In mathematics it’s surprising how often something that’s obvious (or trivial) to someone else can be revolutionary (or weeks of work) to someone else. I was looking at the annoy (Approximate Nearest Neighbours, Oh Yeah) library and saw this comment:

Cosine distance is equivalent to Euclidean distance of normalized vectors

I hadn’t realised it at all, but once the claim was made I could immediately verify it. Given two vectors u and v their distance is given by the length of the vector between them: \(d = \| u - v \| = \sqrt{(u - v) \cdot (u - v)}\). Expanding this out and using \(u \cdot v = \|u\|\|v\| \cos \theta\), where \(\theta\) is the angle between the two vectors, gives

\[d = \sqrt{\|u\|^2 + \|v\|^2 - 2 \|u\|\|v\| \cos \theta }\]
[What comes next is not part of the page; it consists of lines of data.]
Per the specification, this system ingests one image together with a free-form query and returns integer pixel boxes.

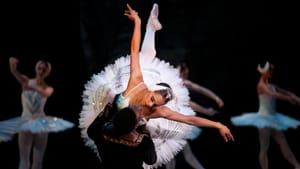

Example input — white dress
[79,54,196,168]
[0,86,74,137]
[231,88,300,130]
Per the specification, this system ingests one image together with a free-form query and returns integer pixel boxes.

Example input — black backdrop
[0,0,300,169]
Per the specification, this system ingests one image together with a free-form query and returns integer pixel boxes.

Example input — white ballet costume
[79,4,196,168]
[0,119,20,143]
[231,88,300,130]
[1,80,74,136]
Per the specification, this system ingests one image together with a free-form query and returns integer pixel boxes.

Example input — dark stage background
[0,0,300,169]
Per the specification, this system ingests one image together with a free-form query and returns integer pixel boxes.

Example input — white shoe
[147,3,162,30]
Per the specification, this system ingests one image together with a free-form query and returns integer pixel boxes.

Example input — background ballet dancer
[6,57,74,169]
[231,62,300,169]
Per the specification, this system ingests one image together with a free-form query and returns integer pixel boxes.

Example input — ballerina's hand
[124,4,140,21]
[219,124,234,142]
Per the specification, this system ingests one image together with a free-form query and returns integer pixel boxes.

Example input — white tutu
[0,118,21,142]
[79,55,196,168]
[3,116,74,133]
[231,112,300,130]
[231,93,300,130]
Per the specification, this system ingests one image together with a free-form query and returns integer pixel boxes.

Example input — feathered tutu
[3,115,74,133]
[0,118,21,142]
[231,112,300,130]
[79,55,196,168]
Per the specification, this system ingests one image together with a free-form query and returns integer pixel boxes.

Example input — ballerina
[231,62,300,169]
[5,57,74,169]
[79,4,234,168]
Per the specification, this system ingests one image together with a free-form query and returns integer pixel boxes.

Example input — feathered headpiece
[257,61,270,74]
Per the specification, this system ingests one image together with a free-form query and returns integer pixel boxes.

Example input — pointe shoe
[147,3,162,30]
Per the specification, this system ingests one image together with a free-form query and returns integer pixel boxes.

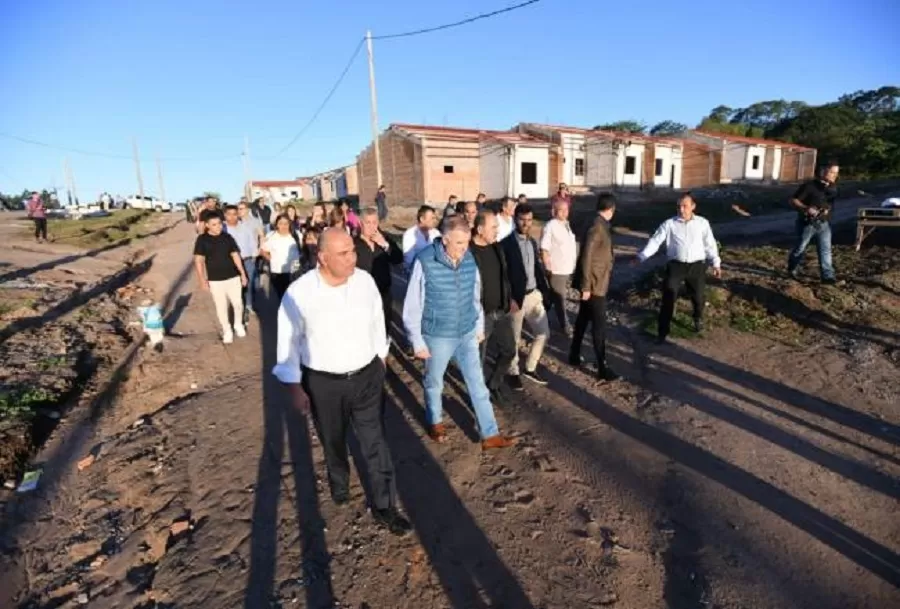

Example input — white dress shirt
[497,214,516,241]
[403,225,441,271]
[638,216,722,268]
[272,269,389,383]
[261,231,300,273]
[541,218,578,275]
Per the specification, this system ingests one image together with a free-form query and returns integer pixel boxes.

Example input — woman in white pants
[194,210,247,344]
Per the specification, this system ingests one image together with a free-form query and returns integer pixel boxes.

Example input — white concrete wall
[479,141,511,199]
[512,144,550,199]
[744,145,766,180]
[616,144,644,186]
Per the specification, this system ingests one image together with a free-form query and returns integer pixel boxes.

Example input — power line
[372,0,541,40]
[261,38,366,160]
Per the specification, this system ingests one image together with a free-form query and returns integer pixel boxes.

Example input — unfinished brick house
[682,129,817,185]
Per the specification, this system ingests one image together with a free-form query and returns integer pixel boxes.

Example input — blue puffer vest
[416,239,478,338]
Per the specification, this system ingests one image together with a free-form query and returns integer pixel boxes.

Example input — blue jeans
[244,258,258,311]
[424,332,500,439]
[788,218,834,279]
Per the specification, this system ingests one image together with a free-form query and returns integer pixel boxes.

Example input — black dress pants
[569,295,606,370]
[659,260,706,338]
[302,357,394,510]
[481,311,517,391]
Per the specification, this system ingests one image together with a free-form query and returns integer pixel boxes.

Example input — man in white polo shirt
[272,231,411,536]
[634,192,722,344]
[541,197,578,336]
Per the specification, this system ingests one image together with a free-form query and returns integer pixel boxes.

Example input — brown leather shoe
[481,434,516,450]
[428,423,447,444]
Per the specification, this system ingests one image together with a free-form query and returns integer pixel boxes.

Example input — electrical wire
[372,0,541,40]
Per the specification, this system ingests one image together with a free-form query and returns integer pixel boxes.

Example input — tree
[594,120,647,134]
[650,121,688,135]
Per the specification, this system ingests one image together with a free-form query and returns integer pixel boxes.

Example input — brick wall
[681,140,722,188]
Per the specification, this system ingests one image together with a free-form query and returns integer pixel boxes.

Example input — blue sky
[0,0,900,200]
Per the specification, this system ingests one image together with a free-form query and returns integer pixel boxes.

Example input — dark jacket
[572,216,615,296]
[500,231,550,307]
[469,243,510,313]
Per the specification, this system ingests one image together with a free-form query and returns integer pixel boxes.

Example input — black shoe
[597,366,622,383]
[372,507,412,537]
[522,370,547,385]
[506,374,525,391]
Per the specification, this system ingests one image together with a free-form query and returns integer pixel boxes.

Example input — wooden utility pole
[366,31,382,190]
[156,155,166,201]
[131,137,144,199]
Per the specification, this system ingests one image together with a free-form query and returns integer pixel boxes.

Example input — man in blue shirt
[225,201,264,325]
[403,217,514,450]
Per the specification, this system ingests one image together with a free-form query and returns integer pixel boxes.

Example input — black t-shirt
[469,241,504,313]
[794,179,837,218]
[194,232,241,281]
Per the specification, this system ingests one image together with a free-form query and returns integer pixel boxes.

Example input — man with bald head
[403,216,513,450]
[272,230,411,536]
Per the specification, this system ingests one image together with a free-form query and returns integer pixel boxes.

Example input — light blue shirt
[225,216,262,258]
[403,260,484,351]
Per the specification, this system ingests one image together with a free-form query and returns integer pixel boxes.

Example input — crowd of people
[194,166,837,535]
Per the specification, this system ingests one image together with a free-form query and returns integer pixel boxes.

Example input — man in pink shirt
[25,192,47,243]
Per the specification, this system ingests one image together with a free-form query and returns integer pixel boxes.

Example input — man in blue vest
[403,216,514,450]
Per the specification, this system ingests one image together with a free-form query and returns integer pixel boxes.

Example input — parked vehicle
[124,195,172,211]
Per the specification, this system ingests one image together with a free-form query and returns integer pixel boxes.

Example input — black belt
[303,356,378,381]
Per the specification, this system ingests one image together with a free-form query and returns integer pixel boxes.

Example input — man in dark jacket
[500,205,550,391]
[569,193,619,381]
[469,209,518,402]
[354,207,403,337]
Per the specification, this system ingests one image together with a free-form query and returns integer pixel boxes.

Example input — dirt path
[0,212,900,609]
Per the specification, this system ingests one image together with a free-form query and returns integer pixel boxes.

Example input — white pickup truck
[124,195,172,211]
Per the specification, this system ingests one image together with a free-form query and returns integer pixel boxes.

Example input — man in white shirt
[402,205,441,273]
[497,195,525,241]
[541,197,578,336]
[634,193,722,344]
[272,231,411,536]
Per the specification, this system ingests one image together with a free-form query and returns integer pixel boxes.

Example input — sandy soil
[0,205,900,609]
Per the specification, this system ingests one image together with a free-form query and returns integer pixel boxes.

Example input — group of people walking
[195,163,844,535]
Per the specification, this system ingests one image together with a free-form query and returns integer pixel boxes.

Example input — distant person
[354,207,403,336]
[500,205,550,391]
[375,184,388,222]
[401,205,441,273]
[541,199,578,336]
[194,209,247,345]
[633,192,722,344]
[569,193,619,382]
[25,191,47,243]
[403,218,515,450]
[272,230,412,536]
[788,163,840,283]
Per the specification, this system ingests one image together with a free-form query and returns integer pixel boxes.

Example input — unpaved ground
[0,208,900,609]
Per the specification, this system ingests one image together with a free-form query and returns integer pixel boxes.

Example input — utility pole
[156,155,166,201]
[131,137,144,199]
[241,136,253,201]
[366,31,382,188]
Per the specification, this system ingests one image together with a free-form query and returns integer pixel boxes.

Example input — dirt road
[0,212,900,609]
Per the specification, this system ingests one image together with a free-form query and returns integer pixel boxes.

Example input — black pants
[550,275,569,330]
[569,296,606,370]
[659,260,706,338]
[32,218,47,241]
[481,311,517,391]
[302,357,394,510]
[269,273,291,301]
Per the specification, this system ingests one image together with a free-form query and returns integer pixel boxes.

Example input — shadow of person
[244,294,335,609]
[385,370,534,609]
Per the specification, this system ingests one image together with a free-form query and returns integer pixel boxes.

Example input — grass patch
[22,209,159,247]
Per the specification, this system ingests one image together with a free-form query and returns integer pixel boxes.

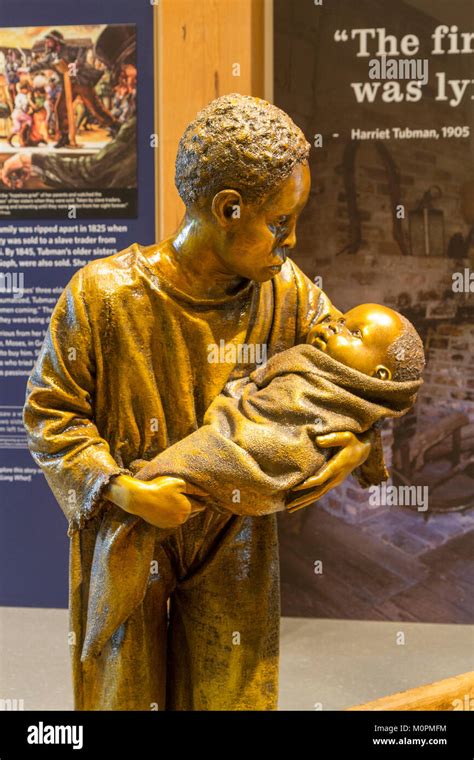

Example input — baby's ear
[372,364,392,380]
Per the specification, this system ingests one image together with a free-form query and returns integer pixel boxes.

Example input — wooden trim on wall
[156,0,268,239]
[349,671,474,711]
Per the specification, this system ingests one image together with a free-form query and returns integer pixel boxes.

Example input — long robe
[23,244,356,710]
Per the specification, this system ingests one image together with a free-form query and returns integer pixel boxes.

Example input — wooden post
[157,0,268,240]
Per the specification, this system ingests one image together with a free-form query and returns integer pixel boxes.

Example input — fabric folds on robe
[128,344,422,515]
[23,244,340,707]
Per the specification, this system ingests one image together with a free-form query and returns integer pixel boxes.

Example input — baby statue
[132,304,425,515]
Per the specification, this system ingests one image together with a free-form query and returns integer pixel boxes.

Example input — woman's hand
[104,475,205,528]
[287,433,371,512]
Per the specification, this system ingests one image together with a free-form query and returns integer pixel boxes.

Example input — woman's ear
[372,364,392,380]
[211,190,242,227]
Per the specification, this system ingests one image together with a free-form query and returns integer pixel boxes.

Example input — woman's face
[214,161,311,282]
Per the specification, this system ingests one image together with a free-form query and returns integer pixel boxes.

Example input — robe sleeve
[23,270,130,535]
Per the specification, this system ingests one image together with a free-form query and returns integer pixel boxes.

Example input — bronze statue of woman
[24,94,371,710]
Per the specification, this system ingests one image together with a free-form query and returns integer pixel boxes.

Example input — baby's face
[307,303,403,380]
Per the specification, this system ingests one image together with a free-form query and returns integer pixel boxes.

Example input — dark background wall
[274,0,474,622]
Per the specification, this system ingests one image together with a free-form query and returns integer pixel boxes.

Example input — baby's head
[306,303,425,381]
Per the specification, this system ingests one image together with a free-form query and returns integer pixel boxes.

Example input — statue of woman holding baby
[24,94,408,710]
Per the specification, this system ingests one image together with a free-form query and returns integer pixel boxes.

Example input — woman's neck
[153,217,248,299]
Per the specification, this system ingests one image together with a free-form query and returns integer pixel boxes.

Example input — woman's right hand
[104,475,205,528]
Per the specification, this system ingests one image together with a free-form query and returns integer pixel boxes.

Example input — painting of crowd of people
[0,25,137,189]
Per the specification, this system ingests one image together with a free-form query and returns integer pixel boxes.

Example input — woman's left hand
[286,433,372,512]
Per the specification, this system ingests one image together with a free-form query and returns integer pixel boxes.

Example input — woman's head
[176,94,310,282]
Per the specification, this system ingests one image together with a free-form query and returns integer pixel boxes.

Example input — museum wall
[274,0,474,622]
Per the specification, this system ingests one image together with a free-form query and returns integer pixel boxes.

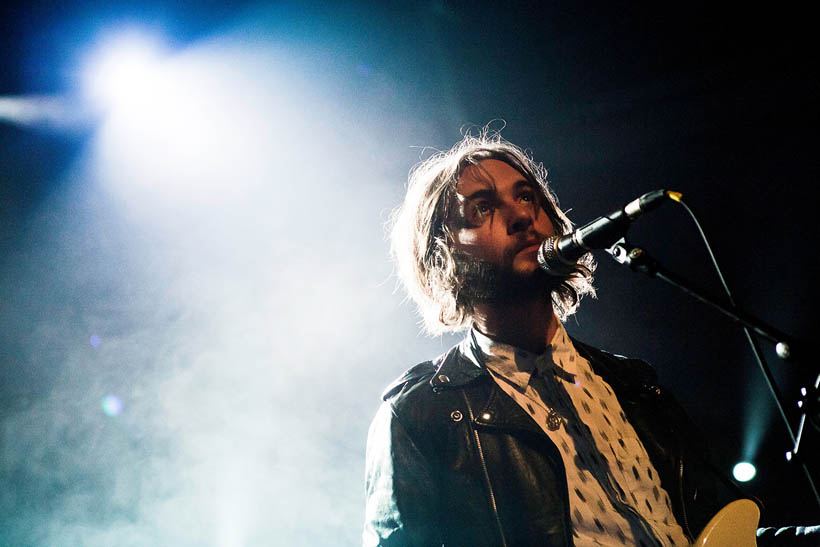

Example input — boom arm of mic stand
[606,238,820,504]
[606,238,799,361]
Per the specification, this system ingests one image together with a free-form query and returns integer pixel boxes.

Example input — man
[364,134,820,546]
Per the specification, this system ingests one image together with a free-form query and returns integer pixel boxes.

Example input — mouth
[516,241,541,254]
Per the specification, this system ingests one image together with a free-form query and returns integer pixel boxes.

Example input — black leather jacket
[364,341,738,547]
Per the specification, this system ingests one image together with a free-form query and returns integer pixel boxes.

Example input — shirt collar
[462,321,578,389]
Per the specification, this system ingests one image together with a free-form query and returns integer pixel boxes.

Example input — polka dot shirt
[465,323,689,547]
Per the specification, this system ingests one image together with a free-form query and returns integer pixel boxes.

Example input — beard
[453,252,563,304]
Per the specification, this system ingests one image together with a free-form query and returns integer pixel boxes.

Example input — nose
[507,205,533,234]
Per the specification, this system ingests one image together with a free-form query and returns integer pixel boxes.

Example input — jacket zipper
[461,391,507,547]
[678,457,695,541]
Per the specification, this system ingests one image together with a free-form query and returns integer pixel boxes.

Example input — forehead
[456,159,527,196]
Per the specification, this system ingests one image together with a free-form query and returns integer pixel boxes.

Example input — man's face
[448,159,555,277]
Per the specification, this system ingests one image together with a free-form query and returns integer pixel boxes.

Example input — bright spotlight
[83,31,167,115]
[732,462,757,482]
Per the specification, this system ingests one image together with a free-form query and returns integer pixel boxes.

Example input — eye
[466,199,493,225]
[518,190,538,203]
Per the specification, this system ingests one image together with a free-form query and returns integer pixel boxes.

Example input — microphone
[538,190,681,276]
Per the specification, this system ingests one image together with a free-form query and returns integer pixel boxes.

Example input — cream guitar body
[692,500,760,547]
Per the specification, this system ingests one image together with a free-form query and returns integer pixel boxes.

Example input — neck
[473,295,558,353]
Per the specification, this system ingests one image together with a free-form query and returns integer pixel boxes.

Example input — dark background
[0,1,820,545]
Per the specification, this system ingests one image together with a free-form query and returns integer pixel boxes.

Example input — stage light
[732,462,757,482]
[82,30,167,115]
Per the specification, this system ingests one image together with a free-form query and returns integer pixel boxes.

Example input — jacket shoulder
[572,338,658,386]
[382,361,437,401]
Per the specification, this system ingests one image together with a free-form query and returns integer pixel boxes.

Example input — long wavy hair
[387,132,595,335]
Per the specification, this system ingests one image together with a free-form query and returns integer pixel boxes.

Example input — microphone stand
[606,237,820,505]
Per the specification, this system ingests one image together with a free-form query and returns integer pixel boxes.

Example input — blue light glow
[102,395,122,416]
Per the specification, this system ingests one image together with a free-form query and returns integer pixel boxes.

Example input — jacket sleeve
[363,402,441,547]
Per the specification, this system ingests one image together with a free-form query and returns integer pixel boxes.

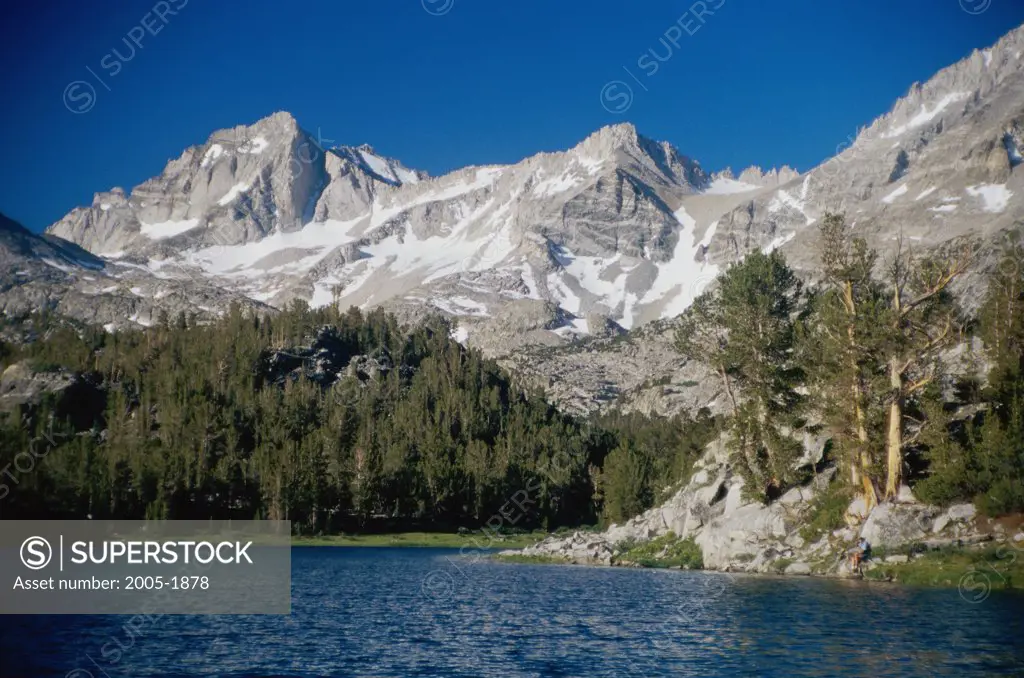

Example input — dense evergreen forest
[0,303,715,534]
[677,214,1024,515]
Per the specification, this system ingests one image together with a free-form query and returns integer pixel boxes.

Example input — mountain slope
[4,23,1024,383]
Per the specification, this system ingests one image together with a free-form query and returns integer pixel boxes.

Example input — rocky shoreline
[499,440,1024,578]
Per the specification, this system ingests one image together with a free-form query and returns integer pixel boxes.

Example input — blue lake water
[0,548,1024,678]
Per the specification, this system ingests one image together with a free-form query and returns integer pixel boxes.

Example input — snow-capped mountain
[8,22,1024,366]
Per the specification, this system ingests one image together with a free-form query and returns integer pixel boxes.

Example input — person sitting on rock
[852,537,871,575]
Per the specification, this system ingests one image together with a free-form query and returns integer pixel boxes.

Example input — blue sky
[0,0,1024,230]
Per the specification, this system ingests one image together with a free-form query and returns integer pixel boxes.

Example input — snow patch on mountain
[882,183,910,205]
[185,217,365,278]
[882,92,971,139]
[142,219,199,241]
[199,143,224,168]
[217,183,249,206]
[967,183,1014,213]
[701,176,763,196]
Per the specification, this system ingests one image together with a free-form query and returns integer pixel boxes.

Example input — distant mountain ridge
[0,23,1024,401]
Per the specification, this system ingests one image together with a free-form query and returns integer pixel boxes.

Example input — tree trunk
[850,393,879,511]
[843,281,879,511]
[886,357,903,499]
[718,366,736,417]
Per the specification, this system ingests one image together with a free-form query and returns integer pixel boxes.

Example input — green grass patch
[771,558,797,575]
[493,553,568,565]
[864,547,1024,599]
[292,532,547,549]
[612,532,703,569]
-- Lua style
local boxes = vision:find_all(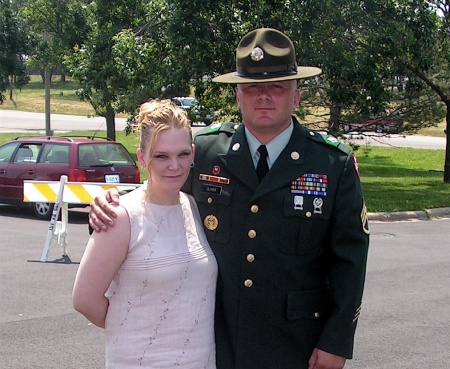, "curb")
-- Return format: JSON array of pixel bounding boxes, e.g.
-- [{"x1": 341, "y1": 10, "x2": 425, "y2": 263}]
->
[{"x1": 368, "y1": 208, "x2": 450, "y2": 222}]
For unit vectors the norms are 1 and this reduces to

\[d = \sqrt{2 (1 - cos \theta)}\]

So cosine similarity is closely related to Euclidean distance. Of course if we used a sphere of different positive radius we would get the same result with a different normalising constant. Thus \(\sqrt{1 - cos \theta}\) is a distance on the space of rays (that is directed lines) through the origin.

The centroid for cosine similarity is easy to calculate; project the points on some sphere, calculate their Euclidean centroid (that is average them) and take the ray through that point. I proved this using Lagrange multipliers, where I defined the centroid as the point that maximises average cosine similarity; this is the same as minimising the average Euclidean distance and so it really is a centroid. A plausible way to see this is to note that the Euclidean centroid is the distance minimiser in Euclidean space, and the projection to the sphere is the closest point on the sphere to the centroid, so this projection must be the centroid for cosine similarity.